Он уверенно покачал головой.
— Садись, сейчас будем "козырного туза" организовывать. А где отпрыск?
— На Ольгину старшую оставила.
Сидя в машине, Константин достал письмо с приглашением, созвонился с организатором и, узнав их адрес, тронул машину с места.
   До заводского ДК, где базировались поисковики, езды было пара минут, так что вскоре, супруги вошли в огромный вестибюль. Некогда кипящее жизнью пристанище детских кружков, творческих коллективов и, даже заводского самодеятельного театра, встретило гостей величественной гулкой пустотой, затхлостью и обвалившейся, кое-где, лепниной. Они прошли в зрительный зал. В левом углу высилась какая-то куча, накрытая парчовой тканью. Судя по неприкрытым частям, куча состояла из наваленных друг на друга стульев. Паркет, местами, вздыбился и, вывалившись, так и лежал здесь, ненужный уже. Одна кулиса была закрыта, а второй просто не было — по-видимому, это она стыдливо, прикрывала стулья. Полотно ещё служившей кулисы колыхнулось, и на сцене появился мужичок лет сорока, в офицерской форме, без погон и в хромовых сапогах. Лицо молодое, весёлое и подвижное, голубые глаза иронией искрятся, а бородка с проседью и чёлка шрам на лбу прикрывает. Следуя за ним, Константин и Светлана попали в небольшую, без окон, ярко освещённую белую комнатку, видимо, бывшую гримёрку и поприветствовали ещё двух человек. Это были мужчина и женщина, преклонных лет, доброжелательные и сдержанные. В слегка раздобревшей, при невысоком росте, но торжественно-грациозной женщине, в строгом синем костюме, Константин узнал бывшего директора ДК Марию Фёдоровну.

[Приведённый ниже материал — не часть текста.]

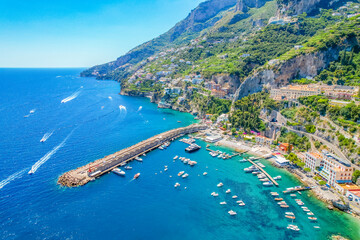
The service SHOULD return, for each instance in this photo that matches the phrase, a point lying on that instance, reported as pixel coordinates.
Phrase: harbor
(91, 171)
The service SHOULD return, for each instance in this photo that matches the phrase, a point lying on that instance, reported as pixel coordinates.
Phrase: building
(263, 140)
(312, 160)
(293, 92)
(285, 147)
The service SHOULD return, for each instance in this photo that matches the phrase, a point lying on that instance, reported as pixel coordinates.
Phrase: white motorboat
(118, 171)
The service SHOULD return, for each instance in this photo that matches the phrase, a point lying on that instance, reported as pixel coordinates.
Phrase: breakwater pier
(91, 171)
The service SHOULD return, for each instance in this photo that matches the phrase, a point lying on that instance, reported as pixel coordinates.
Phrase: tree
(356, 175)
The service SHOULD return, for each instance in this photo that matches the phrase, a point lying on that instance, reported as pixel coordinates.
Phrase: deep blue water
(91, 125)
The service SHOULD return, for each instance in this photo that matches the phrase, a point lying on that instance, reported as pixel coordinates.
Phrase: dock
(93, 170)
(263, 171)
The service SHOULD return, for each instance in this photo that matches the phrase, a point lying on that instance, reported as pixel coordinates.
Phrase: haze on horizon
(69, 33)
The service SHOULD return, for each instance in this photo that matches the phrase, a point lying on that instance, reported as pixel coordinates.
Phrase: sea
(80, 120)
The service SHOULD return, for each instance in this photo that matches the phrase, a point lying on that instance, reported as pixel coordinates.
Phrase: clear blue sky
(81, 33)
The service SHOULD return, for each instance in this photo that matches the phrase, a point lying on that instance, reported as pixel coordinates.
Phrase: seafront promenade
(91, 171)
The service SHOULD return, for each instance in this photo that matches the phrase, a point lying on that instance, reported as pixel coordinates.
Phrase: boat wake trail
(46, 136)
(12, 177)
(72, 96)
(48, 155)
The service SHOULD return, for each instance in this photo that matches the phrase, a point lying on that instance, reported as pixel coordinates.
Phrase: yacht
(232, 213)
(185, 175)
(268, 184)
(118, 171)
(138, 159)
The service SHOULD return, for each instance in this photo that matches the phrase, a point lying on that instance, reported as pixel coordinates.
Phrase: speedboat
(232, 213)
(118, 171)
(268, 184)
(293, 227)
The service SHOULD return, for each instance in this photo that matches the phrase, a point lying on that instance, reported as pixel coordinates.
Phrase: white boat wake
(72, 96)
(122, 108)
(48, 155)
(46, 136)
(12, 177)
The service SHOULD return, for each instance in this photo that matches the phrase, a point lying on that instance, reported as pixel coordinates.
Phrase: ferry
(232, 213)
(118, 171)
(192, 148)
(138, 159)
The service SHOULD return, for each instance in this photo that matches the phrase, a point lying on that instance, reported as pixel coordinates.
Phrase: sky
(81, 33)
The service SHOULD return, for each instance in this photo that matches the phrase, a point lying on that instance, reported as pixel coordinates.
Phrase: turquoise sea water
(90, 125)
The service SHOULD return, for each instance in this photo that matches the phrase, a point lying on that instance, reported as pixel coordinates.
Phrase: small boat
(214, 194)
(268, 184)
(185, 175)
(232, 213)
(118, 171)
(293, 227)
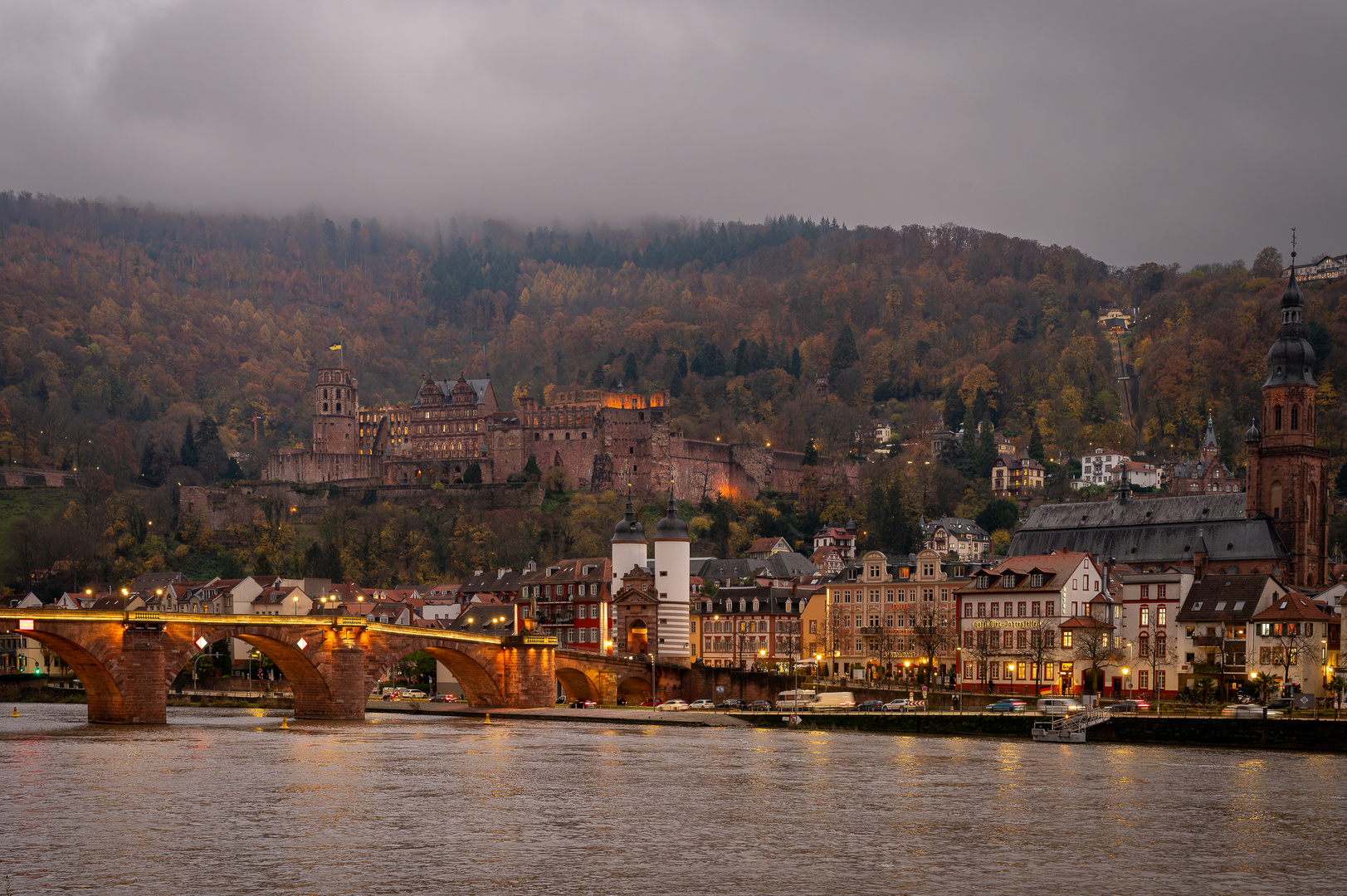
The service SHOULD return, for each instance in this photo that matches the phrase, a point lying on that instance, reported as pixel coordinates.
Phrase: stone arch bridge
(127, 660)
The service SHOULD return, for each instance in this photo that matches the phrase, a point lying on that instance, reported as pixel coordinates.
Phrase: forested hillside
(153, 343)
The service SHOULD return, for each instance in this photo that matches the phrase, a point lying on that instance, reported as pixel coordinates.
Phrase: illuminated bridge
(127, 660)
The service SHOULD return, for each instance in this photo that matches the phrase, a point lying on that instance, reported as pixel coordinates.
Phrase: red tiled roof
(1293, 606)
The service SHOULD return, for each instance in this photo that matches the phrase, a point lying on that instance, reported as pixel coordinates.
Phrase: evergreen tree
(1001, 514)
(892, 526)
(1036, 444)
(188, 453)
(332, 562)
(843, 352)
(986, 449)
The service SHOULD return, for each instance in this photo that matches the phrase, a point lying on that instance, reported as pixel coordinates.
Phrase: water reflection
(224, 801)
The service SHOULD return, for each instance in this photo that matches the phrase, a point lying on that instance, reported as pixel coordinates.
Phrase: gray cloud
(1139, 131)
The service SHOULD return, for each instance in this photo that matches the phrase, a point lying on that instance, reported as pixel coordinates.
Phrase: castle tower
(1210, 449)
(672, 585)
(1286, 472)
(335, 408)
(628, 546)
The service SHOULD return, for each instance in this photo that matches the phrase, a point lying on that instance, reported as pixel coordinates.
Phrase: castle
(600, 438)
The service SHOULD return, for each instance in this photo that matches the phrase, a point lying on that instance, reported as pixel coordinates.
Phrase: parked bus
(795, 699)
(832, 702)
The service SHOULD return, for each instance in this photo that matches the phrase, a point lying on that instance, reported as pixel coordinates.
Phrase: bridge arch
(481, 684)
(635, 688)
(104, 693)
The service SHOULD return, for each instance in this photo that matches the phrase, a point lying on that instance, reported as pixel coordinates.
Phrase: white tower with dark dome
(672, 585)
(629, 548)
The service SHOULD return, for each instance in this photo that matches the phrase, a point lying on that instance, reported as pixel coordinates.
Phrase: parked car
(1249, 712)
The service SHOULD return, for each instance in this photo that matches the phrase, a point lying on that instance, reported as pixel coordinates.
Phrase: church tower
(335, 410)
(672, 585)
(1286, 472)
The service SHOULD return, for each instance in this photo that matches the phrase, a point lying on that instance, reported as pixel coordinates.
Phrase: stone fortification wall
(298, 465)
(220, 509)
(624, 446)
(15, 479)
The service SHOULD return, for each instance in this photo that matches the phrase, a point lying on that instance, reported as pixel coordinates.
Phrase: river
(224, 802)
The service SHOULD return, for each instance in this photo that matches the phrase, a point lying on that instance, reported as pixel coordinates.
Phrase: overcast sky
(1133, 131)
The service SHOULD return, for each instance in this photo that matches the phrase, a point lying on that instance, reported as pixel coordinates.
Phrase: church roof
(1157, 530)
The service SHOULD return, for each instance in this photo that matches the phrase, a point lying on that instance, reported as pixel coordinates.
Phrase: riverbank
(1320, 736)
(564, 714)
(15, 694)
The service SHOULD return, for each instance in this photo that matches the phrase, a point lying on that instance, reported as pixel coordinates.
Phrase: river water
(224, 802)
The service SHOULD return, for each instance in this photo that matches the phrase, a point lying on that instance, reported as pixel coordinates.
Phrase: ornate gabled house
(1208, 475)
(1288, 472)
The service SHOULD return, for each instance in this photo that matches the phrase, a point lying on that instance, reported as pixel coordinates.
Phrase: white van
(795, 699)
(1059, 706)
(832, 702)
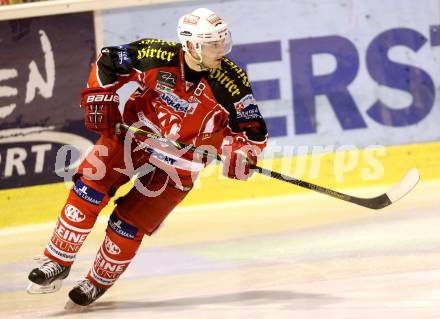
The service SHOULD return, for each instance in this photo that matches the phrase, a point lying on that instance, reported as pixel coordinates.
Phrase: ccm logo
(103, 98)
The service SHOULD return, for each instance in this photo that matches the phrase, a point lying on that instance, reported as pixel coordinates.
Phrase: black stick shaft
(374, 203)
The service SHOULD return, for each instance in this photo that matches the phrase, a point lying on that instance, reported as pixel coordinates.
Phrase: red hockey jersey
(178, 103)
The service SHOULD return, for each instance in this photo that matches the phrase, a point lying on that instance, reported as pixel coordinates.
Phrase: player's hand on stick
(240, 157)
(101, 110)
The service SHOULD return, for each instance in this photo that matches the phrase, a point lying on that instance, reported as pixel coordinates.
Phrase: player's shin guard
(116, 252)
(75, 222)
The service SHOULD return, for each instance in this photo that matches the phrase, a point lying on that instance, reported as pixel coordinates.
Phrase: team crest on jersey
(163, 89)
(180, 105)
(245, 102)
(123, 57)
(247, 109)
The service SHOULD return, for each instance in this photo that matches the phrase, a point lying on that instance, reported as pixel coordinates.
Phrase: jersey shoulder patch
(156, 52)
(231, 78)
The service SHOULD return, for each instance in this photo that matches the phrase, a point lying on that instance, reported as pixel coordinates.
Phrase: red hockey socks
(116, 252)
(75, 222)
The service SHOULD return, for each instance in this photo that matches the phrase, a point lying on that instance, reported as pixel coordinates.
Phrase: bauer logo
(103, 98)
(122, 228)
(87, 193)
(111, 247)
(74, 214)
(245, 102)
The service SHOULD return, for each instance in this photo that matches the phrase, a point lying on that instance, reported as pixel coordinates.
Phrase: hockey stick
(408, 182)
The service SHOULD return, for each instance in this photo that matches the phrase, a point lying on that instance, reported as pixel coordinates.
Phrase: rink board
(38, 204)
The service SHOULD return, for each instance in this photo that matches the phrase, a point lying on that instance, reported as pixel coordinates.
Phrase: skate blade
(34, 289)
(73, 307)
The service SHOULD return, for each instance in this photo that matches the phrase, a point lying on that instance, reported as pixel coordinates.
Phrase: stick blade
(407, 184)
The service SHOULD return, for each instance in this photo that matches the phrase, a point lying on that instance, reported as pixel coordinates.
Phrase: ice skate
(47, 277)
(83, 294)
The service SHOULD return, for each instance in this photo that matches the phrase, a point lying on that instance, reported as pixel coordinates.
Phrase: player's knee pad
(88, 195)
(120, 245)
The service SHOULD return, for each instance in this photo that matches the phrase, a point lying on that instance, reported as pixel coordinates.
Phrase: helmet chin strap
(191, 60)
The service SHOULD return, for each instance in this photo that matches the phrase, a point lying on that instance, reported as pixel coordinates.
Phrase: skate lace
(88, 289)
(51, 269)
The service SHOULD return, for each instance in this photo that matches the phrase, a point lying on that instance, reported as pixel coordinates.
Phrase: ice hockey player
(189, 92)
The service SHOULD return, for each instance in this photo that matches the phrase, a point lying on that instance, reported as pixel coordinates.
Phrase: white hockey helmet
(203, 28)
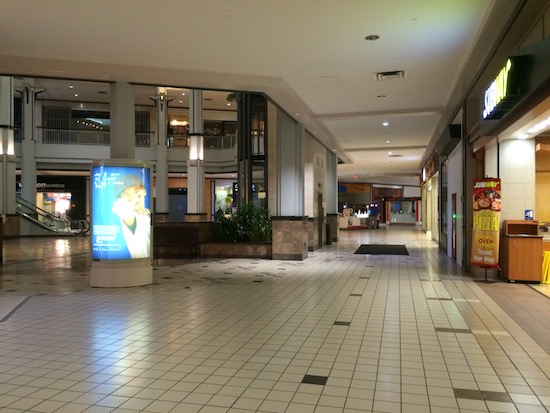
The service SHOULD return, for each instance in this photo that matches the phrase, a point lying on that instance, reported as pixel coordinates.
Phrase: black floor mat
(382, 249)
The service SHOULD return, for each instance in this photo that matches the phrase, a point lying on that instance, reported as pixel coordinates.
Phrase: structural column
(123, 121)
(290, 235)
(331, 183)
(7, 161)
(162, 207)
(28, 143)
(195, 164)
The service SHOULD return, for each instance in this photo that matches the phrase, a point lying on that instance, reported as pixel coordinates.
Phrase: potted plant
(244, 233)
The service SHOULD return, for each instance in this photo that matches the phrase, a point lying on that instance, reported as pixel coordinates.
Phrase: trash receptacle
(328, 235)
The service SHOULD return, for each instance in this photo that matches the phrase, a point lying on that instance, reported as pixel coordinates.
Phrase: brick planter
(235, 250)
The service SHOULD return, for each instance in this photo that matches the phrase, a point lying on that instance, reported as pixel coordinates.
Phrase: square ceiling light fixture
(394, 74)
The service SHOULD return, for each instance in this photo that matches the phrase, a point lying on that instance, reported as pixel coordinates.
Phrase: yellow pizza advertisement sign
(486, 222)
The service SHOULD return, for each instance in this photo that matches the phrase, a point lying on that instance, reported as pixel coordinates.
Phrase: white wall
(515, 166)
(455, 186)
(517, 174)
(412, 192)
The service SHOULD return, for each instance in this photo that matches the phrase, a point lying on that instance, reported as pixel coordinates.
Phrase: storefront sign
(507, 89)
(486, 228)
(121, 212)
(497, 90)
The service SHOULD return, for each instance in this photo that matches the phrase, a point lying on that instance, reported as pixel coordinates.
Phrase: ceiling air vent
(394, 74)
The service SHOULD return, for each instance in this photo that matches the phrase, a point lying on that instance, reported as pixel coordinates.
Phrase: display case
(521, 251)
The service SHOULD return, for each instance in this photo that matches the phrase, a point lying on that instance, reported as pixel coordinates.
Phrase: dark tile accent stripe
(468, 394)
(453, 330)
(496, 396)
(342, 323)
(17, 307)
(492, 396)
(309, 379)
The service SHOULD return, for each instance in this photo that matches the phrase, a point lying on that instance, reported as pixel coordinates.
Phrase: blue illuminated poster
(121, 212)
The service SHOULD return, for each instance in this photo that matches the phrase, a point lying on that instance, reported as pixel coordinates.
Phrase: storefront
(515, 136)
(64, 196)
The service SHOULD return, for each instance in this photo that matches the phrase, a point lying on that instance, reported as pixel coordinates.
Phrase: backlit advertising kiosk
(121, 231)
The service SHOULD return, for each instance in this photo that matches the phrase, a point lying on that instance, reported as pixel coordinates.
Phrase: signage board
(121, 211)
(486, 222)
(506, 89)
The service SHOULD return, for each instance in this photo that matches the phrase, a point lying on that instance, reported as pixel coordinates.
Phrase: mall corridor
(337, 332)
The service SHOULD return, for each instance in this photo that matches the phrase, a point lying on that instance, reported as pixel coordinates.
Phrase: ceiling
(310, 56)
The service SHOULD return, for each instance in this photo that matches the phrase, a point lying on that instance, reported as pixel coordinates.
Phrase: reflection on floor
(337, 332)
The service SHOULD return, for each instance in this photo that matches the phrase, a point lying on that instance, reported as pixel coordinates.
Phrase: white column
(195, 164)
(28, 144)
(161, 170)
(7, 149)
(123, 121)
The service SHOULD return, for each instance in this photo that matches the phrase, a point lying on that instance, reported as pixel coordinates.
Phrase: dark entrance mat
(382, 249)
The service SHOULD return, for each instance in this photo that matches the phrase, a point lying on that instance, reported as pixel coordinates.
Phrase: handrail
(49, 221)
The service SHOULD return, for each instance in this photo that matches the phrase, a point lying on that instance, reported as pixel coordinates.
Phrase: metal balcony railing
(143, 139)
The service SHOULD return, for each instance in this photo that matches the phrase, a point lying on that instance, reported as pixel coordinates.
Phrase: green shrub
(249, 223)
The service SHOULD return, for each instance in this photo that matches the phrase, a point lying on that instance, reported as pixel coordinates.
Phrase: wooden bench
(174, 241)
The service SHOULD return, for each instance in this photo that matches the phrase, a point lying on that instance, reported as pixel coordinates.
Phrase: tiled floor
(338, 332)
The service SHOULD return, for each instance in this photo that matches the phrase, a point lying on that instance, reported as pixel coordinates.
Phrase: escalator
(41, 222)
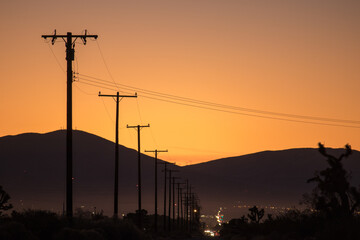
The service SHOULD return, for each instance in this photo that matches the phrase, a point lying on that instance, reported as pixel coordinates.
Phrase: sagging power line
(93, 81)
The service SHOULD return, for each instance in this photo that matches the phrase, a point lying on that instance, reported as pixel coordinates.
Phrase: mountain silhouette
(33, 173)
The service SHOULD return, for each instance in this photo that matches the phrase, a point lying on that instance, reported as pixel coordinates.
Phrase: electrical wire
(178, 98)
(221, 107)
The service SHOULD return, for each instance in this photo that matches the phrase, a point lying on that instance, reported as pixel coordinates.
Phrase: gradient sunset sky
(297, 57)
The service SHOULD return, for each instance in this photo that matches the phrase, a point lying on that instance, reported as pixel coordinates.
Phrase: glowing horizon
(298, 58)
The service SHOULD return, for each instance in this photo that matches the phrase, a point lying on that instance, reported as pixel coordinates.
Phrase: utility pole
(179, 204)
(69, 40)
(116, 184)
(138, 128)
(165, 171)
(187, 205)
(173, 182)
(169, 219)
(156, 152)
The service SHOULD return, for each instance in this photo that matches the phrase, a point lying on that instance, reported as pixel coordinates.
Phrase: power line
(226, 108)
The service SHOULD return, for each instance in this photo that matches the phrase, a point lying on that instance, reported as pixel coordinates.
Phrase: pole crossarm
(55, 36)
(120, 96)
(155, 151)
(138, 126)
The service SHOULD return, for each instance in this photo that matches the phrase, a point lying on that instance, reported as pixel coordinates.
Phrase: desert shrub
(43, 224)
(11, 230)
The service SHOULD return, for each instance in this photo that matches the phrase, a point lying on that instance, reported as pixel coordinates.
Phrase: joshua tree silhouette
(333, 196)
(255, 214)
(4, 198)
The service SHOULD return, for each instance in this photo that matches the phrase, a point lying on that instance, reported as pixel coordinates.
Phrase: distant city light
(220, 217)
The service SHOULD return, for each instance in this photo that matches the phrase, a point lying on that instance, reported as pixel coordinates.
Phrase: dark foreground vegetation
(293, 225)
(332, 210)
(39, 225)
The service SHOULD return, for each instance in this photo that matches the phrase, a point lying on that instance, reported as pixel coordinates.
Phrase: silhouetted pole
(165, 171)
(179, 205)
(139, 127)
(187, 204)
(170, 178)
(190, 207)
(70, 55)
(173, 204)
(116, 184)
(156, 214)
(182, 208)
(169, 219)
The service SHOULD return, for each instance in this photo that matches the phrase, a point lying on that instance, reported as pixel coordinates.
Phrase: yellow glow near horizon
(298, 57)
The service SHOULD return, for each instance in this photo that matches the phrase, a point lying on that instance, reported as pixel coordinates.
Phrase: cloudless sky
(295, 57)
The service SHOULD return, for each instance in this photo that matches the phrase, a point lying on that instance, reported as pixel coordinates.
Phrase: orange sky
(295, 57)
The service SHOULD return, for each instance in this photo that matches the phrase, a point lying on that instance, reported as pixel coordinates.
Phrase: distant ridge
(33, 172)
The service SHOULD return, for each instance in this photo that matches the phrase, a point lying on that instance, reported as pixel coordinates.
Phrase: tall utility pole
(187, 205)
(156, 151)
(179, 205)
(116, 184)
(165, 171)
(173, 182)
(138, 128)
(170, 178)
(69, 40)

— Вот, рекомендую, мой брат – Владимир Фёдорович – бывший спец службист и  лучший баритон города, когда-то. А это, наш соратник, учитель истории и участник боевых действий на Кавказе, Вячеслав Сергеевич, — говорила она, переводя огромные чёрные глаза над стильными узкими очками, то на одного, то на другого своего сотрудника спокойно, не быстро и, немного пафосно, но так приветливо, будто продолжила прерванный разговор. Брат  её высокий, с идеально правильными чертами лица, лысеющий, но не седой, почти, с твёрдым взглядом из-под густых бровей, подал руку с большого расстояния, пожатие сухой, шершавой ладони было сильным и коротким.
   Вся комната была, будто склад, уставлена металлическими стеллажами, на которых располагались ящики и мешки с бирками, каждая полка была пронумерована. Константин поймал себя на ощущении, что этих странных людей он, будто бы знает всю жизнь, только не может вспомнить, когда и почему они расстались. Слева от себя он услышал шумный выдох и голос Светланы:
— Знаете, ребята, я, как домой попала! – по её тону было понятно, что она сама от себя не ожидала этой фразы. Хозяева загадочно переглянулись и, уже бесцеремонно, потащили гостей к круглому столу, где стояли чашки с чаем. Константину было просто тепло и легко, как в детстве. Поисковики, за чаем и сушками,  рассказали, что нашли предполагаемую линию обороны ополченцев. Раскопали, пока только один окоп, где и обнаружили прадеда Константина и прадеда директора завода.  Владимир Фёдорович, поднявшись во весь свой немаленький рост, почти официальным тоном и поставленным театральным голосом, поинтересовался, нельзя ли прочесть письмо прадеда людям? В свою очередь вставший Константин, строго и твёрдо заявил, что письмо должно быть оглашено на мероприятии так, чтобы все услышали! Договорившись об изменениях в сценарии мероприятия и, допив чай, гости собрались уходить. Вдруг, в комнату "влетел" парень, лет тридцати и радостно доложил, что окоп оформлен, навес сколочен, лавки расставлены, аппаратура установлена, скорая заказана, текст письма почти до конца, восстановлен. Константин был просто, оглушён этим докладом! Такой чёткости и организованности он, раньше никогда не видел... Парень испарился с такой же бешеной скоростью, как и вошёл.
— Ну, что-же, поезжайте на место, скоро начнём. Славу с собой возьмите, он дорогу покажет, – Мария Фёдоровна проводила гостей в зрительный зал и смотрела им в след, пока массивные двери с гулким эхом, не затворились.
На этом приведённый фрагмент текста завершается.